A 1.25 kg skateboard is coasting along the pavement at a speed of 4.24 m/s when a 1.00 kg cat drops from a tree vertically downward onto the skateboard. What is the speed of the skateboard-cat combination?
To find the speed of the skateboard-cat combination after the cat drops onto the skateboard, we can use the principle of conservation of momentum.
According to the law of conservation of momentum, the total momentum before the cat jumps onto the skateboard is equal to the total momentum after the cat lands on the skateboard.
The momentum of an object is defined as the product of its mass and velocity.
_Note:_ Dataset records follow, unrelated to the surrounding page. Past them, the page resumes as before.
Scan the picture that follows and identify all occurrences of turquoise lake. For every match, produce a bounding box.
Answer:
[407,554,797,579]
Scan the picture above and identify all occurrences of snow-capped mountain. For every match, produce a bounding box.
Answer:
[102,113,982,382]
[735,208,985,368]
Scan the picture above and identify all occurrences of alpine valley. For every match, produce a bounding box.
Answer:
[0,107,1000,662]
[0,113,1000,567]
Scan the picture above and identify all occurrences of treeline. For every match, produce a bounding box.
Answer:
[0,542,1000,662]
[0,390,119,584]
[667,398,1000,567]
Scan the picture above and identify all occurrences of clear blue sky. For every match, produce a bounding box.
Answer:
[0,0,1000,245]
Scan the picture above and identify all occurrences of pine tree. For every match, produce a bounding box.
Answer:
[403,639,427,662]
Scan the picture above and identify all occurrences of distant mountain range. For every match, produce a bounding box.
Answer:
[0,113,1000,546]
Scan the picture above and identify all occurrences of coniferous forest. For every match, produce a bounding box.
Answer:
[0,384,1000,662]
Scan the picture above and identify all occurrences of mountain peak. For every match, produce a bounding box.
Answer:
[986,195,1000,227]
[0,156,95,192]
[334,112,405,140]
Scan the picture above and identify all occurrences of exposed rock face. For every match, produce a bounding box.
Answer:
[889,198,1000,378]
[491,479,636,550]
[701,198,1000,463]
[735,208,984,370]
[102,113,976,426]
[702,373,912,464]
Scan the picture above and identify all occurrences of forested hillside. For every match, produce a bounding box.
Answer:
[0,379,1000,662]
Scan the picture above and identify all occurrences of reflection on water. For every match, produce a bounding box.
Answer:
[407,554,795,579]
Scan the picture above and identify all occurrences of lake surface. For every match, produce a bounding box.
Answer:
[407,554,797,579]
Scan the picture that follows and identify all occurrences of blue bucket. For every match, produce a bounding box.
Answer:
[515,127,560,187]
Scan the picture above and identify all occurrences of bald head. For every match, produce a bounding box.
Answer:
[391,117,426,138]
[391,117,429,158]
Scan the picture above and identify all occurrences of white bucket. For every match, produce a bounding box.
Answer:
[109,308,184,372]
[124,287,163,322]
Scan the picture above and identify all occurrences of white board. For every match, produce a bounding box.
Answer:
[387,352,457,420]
Mathematically, momentum (p) can be calculated using the equation:
p = m * v
Where:
p = momentum
m = mass
v = velocity
Let's denote the mass of the skateboard as m1, the velocity of the skateboard as v1, and the mass of the cat as m2.
Before the cat lands on the skateboard, the momentum of the skateboard-cat system is given by the sum of the individual momenta:
p1 = m1 * v1
Once the cat lands on the skateboard, their combined momentum can be calculated as:
p2 = (m1 + m2) * v2
where v2 is the velocity of the skateboard-cat combination.
Since momentum is conserved, we can set the initial momentum equal to the final momentum:
p1 = p2
m1 * v1 = (m1 + m2) * v2
Now we can plug in the given values:
m1 = 1.25 kg (mass of the skateboard)
v1 = 4.24 m/s (velocity of the skateboard)
m2 = 1.00 kg (mass of the cat)
Substituting these values into the equation, we get:
(1.25 kg * 4.24 m/s) = (1.25 kg + 1.00 kg) * v2
Now we can solve for v2, the velocity of the skateboard-cat combination:
5.30 kg * m/s = 2.25 kg * v2
Divide both sides of the equation by 2.25 kg:
v2 = (5.30 kg * m/s) / 2.25 kg
v2 ≈ 2.36 m/s
Therefore, the speed of the skateboard-cat combination after the cat lands on the skateboard is approximately 2.36 m/s.